Interpretable Machine Learning in Physics: A Review
Sebastian Johann Wetzel, Seungwoong Ha, Raban Iten, Miriam Klopotek, Ziming Liu
TL;DR
This review surveys interpretability in ML as applied to physics, outlining why transparent models are essential for trust, debugging, and scientific understanding. It organizes concepts into notions of interpretation, philosophical perspectives, and a comprehensive catalog of algorithms, interpretability methods, and domain-specific applications across quantum, classical, high-energy, astrophysical, and complex systems. Key contributions include frameworks for distinguishing intrinsic versus post-hoc interpretability, and a synthesis of symbolic regression, Hamiltonian/Lagrangian-inspired networks, and symmetry/conservation discoveries that yield human-readable physical insights. By connecting physical principles with interpretable ML techniques, the work highlights how transparent representations can drive reliable discoveries and practical advancements in experimental and theoretical physics. The field is positioned as poised to enable AI-augmented scientific inference that remains aligned with human understanding and scientific rigor.
Abstract
Machine learning is increasingly transforming various scientific fields, enabled by advancements in computational power and access to large data sets from experiments and simulations. As artificial intelligence (AI) continues to grow in capability, these algorithms will enable many scientific discoveries beyond human capabilities. Since the primary goal of science is to understand the world around us, fully leveraging machine learning in scientific discovery requires models that are interpretable -- allowing experts to comprehend the concepts underlying machine-learned predictions. Successful interpretations increase trust in black-box methods, help reduce errors, allow for the improvement of the underlying models, enhance human-AI collaboration, and ultimately enable fully automated scientific discoveries that remain understandable to human scientists.

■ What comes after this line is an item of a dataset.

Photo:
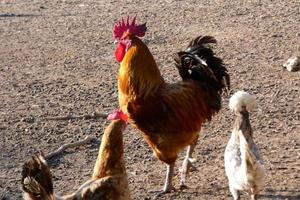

This review examines the role of interpretability in machine learning applied to physics. We categorize different aspects of interpretability, discuss machine learning models in terms of both interpretability and performance, and explore the philosophical implications of interpretability in scientific inquiry. Additionally, we highlight recent advances in interpretable machine learning across many subfields of physics. By bridging boundaries between disciplines -- each with its own unique insights and challenges -- we aim to establish interpretable machine learning as a core research focus in science.